Hackers impersonate top VPN to steal cryptocurrency

Researchers at Kaspersky have uncovered a new destructive marketing campaign which employs a faux variation

Researchers at Kaspersky have uncovered a new destructive marketing campaign which employs a faux variation of a common VPN service’s internet site to unfold the Trojan stealer AZORult by tricking buyers into considering they are downloading a Home windows installer.

AZORult is one of the most typical stealers on Russian hacking discussion boards due to the fact of its extensive vary of capabilities. This Trojan poses a critical menace to contaminated personal computers as it lets an attacker to gather a prosperity of info such as browser record, login qualifications, cookies, documents and folders, cryptowallet documents and it can even be applied as a loader to download other malware.

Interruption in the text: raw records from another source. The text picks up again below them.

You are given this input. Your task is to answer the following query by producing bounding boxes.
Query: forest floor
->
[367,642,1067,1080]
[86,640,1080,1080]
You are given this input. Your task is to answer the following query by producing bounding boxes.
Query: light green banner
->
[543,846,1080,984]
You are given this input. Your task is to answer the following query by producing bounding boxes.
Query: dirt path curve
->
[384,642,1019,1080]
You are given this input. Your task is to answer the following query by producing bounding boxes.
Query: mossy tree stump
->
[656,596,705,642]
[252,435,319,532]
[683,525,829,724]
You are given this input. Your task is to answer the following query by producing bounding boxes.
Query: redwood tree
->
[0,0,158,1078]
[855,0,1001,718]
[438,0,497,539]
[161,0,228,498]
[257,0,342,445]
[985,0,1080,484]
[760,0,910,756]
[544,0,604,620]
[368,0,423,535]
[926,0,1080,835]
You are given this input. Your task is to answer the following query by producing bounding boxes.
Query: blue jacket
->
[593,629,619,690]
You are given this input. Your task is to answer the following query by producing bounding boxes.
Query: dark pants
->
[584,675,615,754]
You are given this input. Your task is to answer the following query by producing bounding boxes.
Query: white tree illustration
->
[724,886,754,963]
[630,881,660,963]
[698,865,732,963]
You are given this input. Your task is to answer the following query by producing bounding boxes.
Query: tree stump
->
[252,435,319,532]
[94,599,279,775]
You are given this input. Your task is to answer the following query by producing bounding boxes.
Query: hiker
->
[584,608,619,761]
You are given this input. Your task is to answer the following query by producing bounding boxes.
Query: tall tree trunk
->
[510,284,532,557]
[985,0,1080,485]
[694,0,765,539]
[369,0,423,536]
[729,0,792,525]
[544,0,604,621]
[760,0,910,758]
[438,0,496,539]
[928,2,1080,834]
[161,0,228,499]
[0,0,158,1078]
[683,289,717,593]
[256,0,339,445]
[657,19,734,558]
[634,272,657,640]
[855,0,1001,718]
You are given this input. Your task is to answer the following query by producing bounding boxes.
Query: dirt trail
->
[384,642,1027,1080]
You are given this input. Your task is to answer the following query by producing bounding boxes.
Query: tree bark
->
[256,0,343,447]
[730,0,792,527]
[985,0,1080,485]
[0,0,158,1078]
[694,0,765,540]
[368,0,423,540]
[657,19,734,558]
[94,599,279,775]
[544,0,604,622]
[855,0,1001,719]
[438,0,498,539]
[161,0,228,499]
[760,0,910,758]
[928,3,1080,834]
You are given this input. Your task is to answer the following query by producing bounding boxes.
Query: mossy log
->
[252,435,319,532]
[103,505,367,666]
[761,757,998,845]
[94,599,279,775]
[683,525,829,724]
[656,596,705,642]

As far more buyers have turned to VPNs to safeguard their privateness on-line, cybercriminals have started to abuse the expanding level of popularity of VPNs by impersonating them, as is the circumstance in this AZORult marketing campaign.

In the marketing campaign uncovered by Kaspersky scientists, the attackers created a copy of ProtonVPN’s internet site which seems equivalent to the service’s true site except for the actuality that it has a different domain identify.

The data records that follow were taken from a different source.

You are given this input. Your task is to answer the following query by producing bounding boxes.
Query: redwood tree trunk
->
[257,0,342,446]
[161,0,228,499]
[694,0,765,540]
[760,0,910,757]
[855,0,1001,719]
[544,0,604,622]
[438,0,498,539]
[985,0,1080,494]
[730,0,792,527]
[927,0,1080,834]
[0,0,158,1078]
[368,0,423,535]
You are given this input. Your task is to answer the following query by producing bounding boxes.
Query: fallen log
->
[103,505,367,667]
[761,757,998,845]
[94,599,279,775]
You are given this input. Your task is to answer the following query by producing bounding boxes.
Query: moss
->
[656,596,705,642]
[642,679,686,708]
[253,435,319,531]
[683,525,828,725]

AZORult marketing campaign

One-way links to the faux VPN internet site are unfold via adverts by using different banner networks which is a observe that is also referred to as malvertising.

When a victim visits the phishing internet site, they are prompted to download a absolutely free VPN installer. On the other hand, at the time a victim downloads the faux VPN installer for Home windows, it drops a copy of the AZORult botnet implant. After the implant is activated, it collects the contaminated device’s setting info and experiences it back again to a server managed by the attackers.

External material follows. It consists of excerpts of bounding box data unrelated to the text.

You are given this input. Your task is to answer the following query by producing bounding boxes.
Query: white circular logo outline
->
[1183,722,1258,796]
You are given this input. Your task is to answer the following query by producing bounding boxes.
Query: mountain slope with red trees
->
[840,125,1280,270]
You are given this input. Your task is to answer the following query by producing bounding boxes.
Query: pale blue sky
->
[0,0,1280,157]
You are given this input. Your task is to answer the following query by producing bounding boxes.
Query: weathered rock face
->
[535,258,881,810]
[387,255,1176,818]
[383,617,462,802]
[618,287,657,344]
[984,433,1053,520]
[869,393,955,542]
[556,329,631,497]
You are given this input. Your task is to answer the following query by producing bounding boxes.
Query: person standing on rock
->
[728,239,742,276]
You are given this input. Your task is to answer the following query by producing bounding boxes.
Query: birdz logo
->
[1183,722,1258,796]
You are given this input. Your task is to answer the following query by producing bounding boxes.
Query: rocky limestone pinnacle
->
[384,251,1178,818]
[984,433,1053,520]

The attackers then steal any cryptocurrency stored locally on the product from cryptowallets as perfectly as FTP logins, passwords from FileZilla, email qualifications, info from browsers such as cookies and qualifications from WinSCPm, Pidgin messenger and other folks application.

Just after discovering the marketing campaign, Kaspersky right away knowledgeable ProtonVPN and blocked the faux internet site in its stability application. TechRadar Pro has also contacted ProtonVPN for a statement on the make any difference.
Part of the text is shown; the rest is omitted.